To better elucidate the historical context of the Silk Road Ensemble’s upcoming performance, Artsweek asked a few questions of Professor Bill Powell from UCSB’s Religious Studies and East Asian Languages & Cultures Depts., who for the last few months has been teaching “The Silk Road: Sights, Sounds, and Stories,” a course on the history and culture of the Silk Road and its participant civilizations.

It seems that discussion of the Silk Road inevitably leads to discussion of globalization. What’s your take?

Globalization is something that has been around forever. The Silk Road is simply one of the most important and longest lasting sites of globalization. What is interesting about globalization on the Silk Road is the way in which it brings cultures together.

A classic example lies with the Romans. In Roman days, it was a crime for anyone not in the upper reaches of society to wear silk or the color purple, which was a mark of nobility. The Romans couldn’t produce their own silk, but bought all of it from China. The Chinese exported uncolored silk. The Romans would then die[[dye]] the silk purple using an ink made from a crustacean they had found. And so we have these diverse technologies, dependent on trade, coming together to produce something quintessentially Roman.

Is the study of the Silk Road a relatively new phenomena in academia?

It was pure romance until very recently. It was the site of Kipling’s great game, a place for the confrontation of world powers. People previously weren’t interested in the culture or history of the region, but in controlling that area. In the last 20 years, there’s been a resurgence in what we can learn. People are starting to realize what Central Asia can tell us about our connected histories.

There is an ongoing program called the International Dunhuang Project (IDP). The IDP was inspired by excavations in the early 20th century, primarily in the Library Cave at Dunhuang, which produced thousands of texts and documents in twenty languages, from religious tracts to trade records, that no one had ever seen before. For scholars of ideas and trade, this is a thousand times what the Dead Sea Scrolls were. The IDP is currently digitizing their entire collection for free – a collection of tens of thousands of documents. This allows these documents to be studied outside of the UK and China and the few places these documents are usually kept. Scholars anywhere in the world can see this – including UCSB students.

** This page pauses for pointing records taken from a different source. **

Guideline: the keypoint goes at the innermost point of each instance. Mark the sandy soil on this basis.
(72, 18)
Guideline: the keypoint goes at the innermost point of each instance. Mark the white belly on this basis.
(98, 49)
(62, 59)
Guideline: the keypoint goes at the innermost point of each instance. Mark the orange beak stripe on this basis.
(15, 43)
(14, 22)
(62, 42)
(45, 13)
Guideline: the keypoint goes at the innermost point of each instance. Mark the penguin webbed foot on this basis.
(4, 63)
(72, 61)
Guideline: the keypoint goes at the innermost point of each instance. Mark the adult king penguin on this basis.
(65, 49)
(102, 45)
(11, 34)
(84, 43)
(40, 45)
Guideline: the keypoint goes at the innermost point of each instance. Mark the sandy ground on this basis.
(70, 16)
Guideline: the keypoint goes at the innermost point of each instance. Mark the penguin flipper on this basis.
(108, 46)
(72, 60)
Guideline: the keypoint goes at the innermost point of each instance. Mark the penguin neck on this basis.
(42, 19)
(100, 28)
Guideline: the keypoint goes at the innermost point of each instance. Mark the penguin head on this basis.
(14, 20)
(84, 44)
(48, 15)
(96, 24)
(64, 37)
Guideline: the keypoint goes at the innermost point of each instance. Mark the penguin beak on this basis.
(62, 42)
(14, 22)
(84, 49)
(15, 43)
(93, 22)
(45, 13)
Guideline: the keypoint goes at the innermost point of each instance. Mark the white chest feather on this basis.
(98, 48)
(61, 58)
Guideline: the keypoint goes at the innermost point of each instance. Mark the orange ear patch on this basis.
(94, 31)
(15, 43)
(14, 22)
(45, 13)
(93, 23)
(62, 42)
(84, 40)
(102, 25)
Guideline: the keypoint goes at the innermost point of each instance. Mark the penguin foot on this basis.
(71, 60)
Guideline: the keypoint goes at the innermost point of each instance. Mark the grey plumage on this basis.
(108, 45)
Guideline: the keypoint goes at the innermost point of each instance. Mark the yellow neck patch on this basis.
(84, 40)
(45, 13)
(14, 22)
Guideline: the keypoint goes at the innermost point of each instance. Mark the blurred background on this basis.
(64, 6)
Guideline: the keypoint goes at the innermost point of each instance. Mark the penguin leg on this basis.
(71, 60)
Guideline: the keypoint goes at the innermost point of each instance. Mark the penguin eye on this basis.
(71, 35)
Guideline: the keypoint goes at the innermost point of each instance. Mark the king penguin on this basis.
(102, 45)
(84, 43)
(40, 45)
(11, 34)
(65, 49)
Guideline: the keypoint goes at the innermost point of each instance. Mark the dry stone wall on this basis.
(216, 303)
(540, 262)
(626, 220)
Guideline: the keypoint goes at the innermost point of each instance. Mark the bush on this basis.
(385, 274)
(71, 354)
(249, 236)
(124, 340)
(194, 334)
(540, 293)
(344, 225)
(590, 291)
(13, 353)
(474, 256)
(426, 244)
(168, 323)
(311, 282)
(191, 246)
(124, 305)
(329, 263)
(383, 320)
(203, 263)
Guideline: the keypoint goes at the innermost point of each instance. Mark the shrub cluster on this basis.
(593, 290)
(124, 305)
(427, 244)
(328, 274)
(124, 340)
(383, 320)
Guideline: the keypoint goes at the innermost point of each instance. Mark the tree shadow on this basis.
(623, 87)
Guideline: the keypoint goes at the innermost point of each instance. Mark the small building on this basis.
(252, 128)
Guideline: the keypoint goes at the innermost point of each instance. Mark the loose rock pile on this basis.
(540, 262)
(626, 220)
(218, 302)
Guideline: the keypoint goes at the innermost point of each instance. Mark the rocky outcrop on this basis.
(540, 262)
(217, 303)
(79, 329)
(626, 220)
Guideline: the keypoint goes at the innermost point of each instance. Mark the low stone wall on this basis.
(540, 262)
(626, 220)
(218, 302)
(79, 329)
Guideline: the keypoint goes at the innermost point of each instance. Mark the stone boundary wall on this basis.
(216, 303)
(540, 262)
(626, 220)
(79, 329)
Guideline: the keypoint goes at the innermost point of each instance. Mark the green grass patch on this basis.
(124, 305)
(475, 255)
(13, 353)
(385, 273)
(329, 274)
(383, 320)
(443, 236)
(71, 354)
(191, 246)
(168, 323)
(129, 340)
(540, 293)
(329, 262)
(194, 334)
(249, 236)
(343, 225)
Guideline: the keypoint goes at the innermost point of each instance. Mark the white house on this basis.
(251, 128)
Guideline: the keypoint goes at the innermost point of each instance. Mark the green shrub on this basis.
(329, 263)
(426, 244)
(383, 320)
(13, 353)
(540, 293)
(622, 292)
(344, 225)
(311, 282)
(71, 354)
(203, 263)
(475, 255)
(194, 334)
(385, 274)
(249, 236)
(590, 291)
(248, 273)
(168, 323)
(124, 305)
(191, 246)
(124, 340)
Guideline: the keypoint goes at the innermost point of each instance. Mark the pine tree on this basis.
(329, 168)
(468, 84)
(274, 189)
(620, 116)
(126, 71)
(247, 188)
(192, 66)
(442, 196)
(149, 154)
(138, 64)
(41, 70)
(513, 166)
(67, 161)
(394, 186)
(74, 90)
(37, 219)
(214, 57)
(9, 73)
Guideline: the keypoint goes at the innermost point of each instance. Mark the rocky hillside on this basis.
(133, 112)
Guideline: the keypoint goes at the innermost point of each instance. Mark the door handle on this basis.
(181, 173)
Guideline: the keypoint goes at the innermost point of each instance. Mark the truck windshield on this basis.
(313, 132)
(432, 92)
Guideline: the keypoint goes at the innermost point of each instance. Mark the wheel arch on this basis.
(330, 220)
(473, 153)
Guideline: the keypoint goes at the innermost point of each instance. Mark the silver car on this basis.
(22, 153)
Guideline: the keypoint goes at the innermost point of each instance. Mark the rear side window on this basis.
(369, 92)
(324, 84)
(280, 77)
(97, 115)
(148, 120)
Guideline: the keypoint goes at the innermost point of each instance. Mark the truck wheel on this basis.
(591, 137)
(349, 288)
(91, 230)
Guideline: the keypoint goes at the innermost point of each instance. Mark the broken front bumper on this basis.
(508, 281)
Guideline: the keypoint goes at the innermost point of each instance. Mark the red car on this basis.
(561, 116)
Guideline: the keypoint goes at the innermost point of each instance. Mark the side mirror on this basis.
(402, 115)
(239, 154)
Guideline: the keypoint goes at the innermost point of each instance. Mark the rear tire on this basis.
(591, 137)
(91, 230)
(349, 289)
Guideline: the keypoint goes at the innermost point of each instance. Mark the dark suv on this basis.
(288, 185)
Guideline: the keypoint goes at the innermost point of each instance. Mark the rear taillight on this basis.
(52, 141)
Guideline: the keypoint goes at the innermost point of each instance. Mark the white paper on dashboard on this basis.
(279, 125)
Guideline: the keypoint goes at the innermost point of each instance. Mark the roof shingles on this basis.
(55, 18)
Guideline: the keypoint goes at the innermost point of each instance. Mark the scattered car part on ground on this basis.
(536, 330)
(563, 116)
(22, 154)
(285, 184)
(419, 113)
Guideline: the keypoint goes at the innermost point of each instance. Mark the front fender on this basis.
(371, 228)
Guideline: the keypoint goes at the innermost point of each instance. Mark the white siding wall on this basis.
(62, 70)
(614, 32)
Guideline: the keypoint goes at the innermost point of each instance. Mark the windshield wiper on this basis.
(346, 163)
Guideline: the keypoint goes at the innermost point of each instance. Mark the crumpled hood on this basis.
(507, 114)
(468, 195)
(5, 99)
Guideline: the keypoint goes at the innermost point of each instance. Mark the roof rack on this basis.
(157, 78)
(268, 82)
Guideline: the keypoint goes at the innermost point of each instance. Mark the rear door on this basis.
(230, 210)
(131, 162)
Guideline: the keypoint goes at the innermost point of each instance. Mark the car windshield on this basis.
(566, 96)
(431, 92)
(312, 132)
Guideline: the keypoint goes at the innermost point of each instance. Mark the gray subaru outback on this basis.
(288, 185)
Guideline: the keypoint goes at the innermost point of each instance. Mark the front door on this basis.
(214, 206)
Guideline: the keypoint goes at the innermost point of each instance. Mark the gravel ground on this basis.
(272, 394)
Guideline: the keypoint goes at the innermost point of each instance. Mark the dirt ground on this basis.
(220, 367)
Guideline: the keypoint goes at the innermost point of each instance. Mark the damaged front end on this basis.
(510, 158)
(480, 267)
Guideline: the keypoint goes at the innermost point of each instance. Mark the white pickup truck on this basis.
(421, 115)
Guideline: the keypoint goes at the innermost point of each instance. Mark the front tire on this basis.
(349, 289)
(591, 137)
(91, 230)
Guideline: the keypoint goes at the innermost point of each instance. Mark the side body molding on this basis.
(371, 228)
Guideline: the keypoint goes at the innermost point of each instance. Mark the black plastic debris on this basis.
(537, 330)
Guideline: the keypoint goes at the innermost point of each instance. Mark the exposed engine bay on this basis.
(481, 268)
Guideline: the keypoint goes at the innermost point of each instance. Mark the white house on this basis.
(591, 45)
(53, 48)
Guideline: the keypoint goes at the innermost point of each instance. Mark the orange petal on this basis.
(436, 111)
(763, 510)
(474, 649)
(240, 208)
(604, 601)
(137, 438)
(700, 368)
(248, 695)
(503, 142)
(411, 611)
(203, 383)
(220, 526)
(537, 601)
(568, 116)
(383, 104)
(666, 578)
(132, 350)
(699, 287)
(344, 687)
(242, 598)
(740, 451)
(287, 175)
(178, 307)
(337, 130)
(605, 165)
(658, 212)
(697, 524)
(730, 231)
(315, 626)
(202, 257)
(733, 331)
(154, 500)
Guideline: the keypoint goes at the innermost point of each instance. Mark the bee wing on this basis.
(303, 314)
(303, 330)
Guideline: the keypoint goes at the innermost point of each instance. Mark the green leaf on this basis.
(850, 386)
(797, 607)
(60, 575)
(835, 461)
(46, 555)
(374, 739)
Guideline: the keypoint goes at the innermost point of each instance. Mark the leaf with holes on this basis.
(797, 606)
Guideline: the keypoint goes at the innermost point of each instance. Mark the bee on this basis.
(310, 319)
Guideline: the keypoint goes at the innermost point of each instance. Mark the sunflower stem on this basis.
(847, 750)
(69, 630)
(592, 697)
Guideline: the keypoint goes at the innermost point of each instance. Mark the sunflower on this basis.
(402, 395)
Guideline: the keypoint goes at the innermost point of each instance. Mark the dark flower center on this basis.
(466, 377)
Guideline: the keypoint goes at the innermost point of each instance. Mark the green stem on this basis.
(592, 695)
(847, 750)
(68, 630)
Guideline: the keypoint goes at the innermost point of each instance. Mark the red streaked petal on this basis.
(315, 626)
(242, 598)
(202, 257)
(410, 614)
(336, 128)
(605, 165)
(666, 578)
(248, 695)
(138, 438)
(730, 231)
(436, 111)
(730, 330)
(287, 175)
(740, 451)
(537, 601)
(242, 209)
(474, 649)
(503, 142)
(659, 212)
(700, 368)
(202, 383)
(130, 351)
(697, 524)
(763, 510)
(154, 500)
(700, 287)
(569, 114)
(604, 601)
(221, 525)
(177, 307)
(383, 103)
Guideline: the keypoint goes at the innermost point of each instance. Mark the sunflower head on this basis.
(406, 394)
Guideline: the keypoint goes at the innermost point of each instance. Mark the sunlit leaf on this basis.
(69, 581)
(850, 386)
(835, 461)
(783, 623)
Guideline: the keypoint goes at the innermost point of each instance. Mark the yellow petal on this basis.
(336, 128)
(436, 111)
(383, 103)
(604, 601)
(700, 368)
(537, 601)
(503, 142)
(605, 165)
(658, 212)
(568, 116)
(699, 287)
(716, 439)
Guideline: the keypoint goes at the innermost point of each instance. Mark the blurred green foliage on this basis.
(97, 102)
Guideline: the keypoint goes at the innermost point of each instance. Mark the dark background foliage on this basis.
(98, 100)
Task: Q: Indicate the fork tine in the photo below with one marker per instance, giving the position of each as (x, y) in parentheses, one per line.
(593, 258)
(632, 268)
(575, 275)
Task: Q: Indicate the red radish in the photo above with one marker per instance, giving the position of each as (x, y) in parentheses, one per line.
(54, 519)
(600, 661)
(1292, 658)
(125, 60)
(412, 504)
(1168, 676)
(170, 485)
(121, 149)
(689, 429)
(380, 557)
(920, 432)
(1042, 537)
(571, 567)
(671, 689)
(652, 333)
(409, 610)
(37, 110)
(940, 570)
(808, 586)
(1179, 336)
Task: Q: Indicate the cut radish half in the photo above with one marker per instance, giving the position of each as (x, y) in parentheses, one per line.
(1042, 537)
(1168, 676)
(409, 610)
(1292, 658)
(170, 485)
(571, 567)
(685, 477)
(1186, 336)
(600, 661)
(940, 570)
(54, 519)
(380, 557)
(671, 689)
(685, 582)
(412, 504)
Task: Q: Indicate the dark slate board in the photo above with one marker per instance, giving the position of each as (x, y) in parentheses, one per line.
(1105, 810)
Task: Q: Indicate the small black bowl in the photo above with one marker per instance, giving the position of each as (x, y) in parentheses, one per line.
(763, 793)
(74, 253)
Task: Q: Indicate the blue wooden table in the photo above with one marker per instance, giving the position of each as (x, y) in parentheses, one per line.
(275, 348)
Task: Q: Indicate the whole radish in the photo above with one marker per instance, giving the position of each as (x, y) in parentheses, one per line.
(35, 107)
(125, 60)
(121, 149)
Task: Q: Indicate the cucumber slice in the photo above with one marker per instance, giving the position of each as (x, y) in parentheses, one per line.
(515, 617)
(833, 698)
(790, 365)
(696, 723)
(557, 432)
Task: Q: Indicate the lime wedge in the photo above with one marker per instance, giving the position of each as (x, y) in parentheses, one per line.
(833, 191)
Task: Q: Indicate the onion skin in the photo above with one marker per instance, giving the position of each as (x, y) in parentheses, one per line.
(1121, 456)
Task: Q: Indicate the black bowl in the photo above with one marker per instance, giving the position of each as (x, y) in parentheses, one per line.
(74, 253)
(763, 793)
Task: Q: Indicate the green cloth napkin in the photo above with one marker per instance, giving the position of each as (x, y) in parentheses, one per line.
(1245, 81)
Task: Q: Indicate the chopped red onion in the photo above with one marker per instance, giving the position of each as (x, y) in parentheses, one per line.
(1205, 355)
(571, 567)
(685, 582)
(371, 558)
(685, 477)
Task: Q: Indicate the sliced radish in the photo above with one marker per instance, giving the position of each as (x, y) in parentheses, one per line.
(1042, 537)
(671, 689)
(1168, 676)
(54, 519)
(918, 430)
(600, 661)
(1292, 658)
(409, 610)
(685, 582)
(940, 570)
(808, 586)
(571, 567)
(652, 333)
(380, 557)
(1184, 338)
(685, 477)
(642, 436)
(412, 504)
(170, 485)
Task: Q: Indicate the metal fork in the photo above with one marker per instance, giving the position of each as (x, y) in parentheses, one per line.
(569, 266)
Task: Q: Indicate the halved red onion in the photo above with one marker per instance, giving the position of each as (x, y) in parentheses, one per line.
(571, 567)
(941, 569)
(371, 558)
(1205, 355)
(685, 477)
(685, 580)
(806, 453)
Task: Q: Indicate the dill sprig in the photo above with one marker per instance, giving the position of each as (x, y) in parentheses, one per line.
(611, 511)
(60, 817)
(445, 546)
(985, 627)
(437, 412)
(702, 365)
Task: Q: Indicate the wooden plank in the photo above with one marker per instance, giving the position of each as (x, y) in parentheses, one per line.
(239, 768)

If there is one thing for UCSB students to know for this weekend’s performance, what would that be?

Take the whole course! In terms of music … these instruments all originated in more or less the same place. The lute was developed in Persia, the string bow came from Mongolia. The Silk Road was a great formative period for the world’s musical traditions. But for all of this exchange and globalization, the music of the East and West parted ways some time ago. This is when the tropes unique to each culture developed, like the European focus on homophony and harmonic progression, while Asian music has monophony, the feeling of a single note. Now, Yo-Yo Ma and the Silk Road Ensemble bridge this gap. It’s a difficult task, and requires a lot of experimentation and improvisation. It’s the classic question: “Can you put Humpty Dumpty together again?”